Whiskey grins around a mouthful of food, deliberately squirting more ketchup on his plate. "It's fucking delicious is what it is. You should try living a little, Ice Prince."
"I'd rather die."
"That can be arranged."
I take a sip of my coffee—black, bitter, perfect—and watch them over the rim of my mug. We've been here for all of fifteen minutes and they've already argued about the proper way to sit in a booth (Plague insisted on facing the door, Whiskey wanted the corner seat), whether hash browns should be crispy orsoft (another philosophical divide), and now the great ketchup debate.
The weird thing?
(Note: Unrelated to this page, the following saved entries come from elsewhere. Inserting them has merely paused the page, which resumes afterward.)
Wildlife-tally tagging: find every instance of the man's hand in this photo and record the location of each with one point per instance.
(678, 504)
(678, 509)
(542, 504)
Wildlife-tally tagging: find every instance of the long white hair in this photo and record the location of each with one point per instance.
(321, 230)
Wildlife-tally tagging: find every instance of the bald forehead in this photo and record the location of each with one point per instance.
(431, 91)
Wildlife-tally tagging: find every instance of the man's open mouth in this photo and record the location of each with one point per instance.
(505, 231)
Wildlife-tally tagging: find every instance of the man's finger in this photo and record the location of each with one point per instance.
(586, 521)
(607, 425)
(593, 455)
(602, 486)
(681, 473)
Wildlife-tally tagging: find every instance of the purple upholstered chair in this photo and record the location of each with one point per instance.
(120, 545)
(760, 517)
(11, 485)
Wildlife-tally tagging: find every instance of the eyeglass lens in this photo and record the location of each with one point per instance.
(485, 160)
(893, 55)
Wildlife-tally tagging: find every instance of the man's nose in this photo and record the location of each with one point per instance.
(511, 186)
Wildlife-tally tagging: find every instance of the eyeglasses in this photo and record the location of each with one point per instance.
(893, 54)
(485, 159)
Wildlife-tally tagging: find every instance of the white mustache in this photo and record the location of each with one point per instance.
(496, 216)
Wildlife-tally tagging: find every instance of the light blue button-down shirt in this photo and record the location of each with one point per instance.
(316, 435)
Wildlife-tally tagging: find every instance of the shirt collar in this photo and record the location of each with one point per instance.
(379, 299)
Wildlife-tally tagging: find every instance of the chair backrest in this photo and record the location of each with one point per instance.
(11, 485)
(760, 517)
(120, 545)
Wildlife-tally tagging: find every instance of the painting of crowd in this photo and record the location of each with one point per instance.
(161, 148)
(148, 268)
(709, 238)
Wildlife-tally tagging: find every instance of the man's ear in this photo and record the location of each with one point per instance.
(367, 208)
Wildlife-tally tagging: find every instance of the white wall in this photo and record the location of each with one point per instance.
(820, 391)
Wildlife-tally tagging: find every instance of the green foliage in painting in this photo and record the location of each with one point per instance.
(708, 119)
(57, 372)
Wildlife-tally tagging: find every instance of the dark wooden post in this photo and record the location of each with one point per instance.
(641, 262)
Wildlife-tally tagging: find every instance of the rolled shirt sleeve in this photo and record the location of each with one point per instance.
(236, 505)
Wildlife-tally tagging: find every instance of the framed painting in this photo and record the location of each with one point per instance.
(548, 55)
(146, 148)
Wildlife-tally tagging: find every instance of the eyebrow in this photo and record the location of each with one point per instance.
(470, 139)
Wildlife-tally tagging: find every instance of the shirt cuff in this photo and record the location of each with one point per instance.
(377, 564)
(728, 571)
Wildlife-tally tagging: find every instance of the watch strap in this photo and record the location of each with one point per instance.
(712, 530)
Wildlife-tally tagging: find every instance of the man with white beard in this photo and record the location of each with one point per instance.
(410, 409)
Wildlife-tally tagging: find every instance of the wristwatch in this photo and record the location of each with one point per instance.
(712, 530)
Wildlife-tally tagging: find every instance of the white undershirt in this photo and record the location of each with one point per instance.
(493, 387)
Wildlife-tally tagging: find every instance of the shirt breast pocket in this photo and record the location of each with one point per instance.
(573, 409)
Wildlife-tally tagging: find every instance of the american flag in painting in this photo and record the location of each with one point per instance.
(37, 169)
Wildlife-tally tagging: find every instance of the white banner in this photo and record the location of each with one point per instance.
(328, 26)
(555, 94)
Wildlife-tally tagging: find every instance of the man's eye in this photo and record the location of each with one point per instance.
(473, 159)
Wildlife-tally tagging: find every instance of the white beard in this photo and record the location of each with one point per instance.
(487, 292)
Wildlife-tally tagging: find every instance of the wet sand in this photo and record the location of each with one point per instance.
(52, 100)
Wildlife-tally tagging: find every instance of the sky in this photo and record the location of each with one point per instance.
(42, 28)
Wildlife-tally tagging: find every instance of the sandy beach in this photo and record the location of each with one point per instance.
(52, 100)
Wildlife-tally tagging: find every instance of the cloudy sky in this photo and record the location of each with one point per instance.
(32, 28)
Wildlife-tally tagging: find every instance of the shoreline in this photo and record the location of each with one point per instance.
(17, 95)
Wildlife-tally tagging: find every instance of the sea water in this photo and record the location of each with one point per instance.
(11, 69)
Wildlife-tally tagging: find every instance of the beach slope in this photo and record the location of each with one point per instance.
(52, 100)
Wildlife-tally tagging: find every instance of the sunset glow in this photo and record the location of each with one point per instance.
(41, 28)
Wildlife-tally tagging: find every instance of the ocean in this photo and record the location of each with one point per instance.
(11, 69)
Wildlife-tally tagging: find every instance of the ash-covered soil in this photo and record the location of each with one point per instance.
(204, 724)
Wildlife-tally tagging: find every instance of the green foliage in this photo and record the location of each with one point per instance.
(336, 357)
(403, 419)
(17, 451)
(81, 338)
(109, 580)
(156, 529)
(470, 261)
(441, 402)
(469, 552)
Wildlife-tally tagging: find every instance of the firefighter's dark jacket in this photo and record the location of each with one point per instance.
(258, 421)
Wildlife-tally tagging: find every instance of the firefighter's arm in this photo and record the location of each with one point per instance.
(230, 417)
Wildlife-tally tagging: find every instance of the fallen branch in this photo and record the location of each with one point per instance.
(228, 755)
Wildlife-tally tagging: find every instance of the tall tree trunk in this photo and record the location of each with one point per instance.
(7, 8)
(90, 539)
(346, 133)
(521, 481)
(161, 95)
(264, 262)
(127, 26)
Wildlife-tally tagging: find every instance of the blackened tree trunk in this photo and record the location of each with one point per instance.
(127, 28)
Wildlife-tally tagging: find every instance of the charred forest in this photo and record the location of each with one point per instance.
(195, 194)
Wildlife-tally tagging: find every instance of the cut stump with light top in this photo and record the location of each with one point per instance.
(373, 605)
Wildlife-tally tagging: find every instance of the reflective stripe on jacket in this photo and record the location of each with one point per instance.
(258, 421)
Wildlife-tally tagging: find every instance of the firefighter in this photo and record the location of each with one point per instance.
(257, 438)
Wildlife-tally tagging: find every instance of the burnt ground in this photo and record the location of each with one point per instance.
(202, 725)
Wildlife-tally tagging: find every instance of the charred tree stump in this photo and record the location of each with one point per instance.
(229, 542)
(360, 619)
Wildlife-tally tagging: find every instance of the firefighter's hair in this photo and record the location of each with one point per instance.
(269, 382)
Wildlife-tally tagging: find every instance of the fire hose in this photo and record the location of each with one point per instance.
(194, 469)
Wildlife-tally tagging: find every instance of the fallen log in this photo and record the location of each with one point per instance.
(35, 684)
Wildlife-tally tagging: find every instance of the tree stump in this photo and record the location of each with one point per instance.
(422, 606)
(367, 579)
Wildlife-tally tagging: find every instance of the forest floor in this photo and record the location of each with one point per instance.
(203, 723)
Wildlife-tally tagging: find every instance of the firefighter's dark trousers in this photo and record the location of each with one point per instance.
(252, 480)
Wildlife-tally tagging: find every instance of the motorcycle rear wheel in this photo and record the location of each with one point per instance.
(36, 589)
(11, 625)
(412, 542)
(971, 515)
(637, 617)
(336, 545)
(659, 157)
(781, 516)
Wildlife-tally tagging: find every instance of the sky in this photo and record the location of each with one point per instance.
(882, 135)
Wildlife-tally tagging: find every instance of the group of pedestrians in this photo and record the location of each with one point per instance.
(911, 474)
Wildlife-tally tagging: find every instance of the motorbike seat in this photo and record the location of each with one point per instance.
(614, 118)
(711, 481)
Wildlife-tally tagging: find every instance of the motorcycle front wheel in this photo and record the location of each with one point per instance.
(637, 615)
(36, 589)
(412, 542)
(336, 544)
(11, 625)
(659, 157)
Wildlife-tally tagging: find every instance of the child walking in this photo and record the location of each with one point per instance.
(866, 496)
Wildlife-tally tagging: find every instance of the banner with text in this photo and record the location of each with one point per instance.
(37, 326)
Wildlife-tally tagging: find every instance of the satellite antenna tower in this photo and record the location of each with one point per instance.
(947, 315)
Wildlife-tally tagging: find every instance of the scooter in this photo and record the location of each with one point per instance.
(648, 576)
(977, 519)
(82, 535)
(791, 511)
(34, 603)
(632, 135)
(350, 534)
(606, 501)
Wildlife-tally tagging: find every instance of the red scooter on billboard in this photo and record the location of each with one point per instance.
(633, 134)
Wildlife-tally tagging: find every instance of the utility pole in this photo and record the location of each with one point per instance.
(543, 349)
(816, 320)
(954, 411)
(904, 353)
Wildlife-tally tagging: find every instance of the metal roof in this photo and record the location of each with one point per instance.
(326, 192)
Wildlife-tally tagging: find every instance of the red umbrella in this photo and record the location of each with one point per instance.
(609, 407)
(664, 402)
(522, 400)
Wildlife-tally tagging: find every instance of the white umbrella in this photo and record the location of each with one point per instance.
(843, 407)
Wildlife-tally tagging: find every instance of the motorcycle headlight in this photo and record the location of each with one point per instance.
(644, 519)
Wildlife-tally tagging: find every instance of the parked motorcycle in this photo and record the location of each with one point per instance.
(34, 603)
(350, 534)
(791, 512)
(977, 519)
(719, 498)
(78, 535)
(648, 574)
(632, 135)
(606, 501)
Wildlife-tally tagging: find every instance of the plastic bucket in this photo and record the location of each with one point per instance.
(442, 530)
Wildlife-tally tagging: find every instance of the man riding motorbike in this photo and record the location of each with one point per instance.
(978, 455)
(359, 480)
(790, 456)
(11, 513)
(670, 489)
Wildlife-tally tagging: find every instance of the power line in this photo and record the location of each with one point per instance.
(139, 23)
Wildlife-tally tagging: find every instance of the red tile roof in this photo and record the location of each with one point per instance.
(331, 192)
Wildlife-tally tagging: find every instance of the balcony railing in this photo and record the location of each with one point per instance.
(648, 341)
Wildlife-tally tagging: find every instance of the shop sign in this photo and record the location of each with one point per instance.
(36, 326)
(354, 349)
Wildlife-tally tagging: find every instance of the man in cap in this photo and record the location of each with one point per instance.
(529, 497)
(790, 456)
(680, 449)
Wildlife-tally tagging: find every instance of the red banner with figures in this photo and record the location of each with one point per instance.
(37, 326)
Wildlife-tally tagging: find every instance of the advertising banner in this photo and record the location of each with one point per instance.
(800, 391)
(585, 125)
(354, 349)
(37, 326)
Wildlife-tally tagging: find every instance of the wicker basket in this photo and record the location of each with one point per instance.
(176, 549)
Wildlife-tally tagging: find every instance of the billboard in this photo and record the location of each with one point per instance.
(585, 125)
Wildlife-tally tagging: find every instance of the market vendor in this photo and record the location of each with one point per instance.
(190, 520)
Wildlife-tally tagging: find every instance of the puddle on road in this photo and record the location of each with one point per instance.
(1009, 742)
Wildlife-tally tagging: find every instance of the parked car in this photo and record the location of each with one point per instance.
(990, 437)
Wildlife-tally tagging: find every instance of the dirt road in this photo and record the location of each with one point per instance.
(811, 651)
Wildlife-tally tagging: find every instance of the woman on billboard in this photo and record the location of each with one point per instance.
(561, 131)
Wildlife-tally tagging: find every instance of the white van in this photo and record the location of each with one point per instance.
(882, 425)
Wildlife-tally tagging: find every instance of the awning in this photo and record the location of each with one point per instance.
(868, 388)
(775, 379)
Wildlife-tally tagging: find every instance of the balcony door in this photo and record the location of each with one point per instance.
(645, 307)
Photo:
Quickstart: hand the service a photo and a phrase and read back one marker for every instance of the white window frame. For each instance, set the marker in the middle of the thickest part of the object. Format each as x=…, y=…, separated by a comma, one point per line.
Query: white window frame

I'm starting to think this is their version of foreplay.
"Could you two maybe dial back the sexual tension?" I say, cutting into my waffle. "The poor waitress looks traumatized."
Whiskey chokes on his orange juice. Plague goes so still I wonder if he's stopped breathing entirely.
"We don't havesexual tension," Plague says, each word careful and clipped like he's defusing a bomb.
"Right." I drag the word out, watching the way Plague's jaw tightens when Whiskey's knee bumps his under the table. "That's why you've mentioned three times that Whiskey chews too loud."
"He does chew too loud."
"And why Whiskey keeps 'accidentally' touching your hand when he reaches for the salt."
"The salt's on his side of the table."
"It's really not."
Whiskey's grinning now, that shit-eating grin that probably gets him both laid and punched in equal measure. "Aw, you notice when I touch you?"
"I notice when you invade my personal space like a fucking golden retriever with boundary issues," Plague snaps, but there's a flush creeping up his neck that has nothing to do with the diner's questionable heating system.
God, they're exhausting. And kind of adorable. In a dysfunctional, probably-going-to-kill-each-other way.
The waitress, Betty, refills my coffee without being asked. She's got that particular skill of diner waitresses everywhere—knowing when to appear and when to make herself scarce. Right now, she's definitely choosing scarce.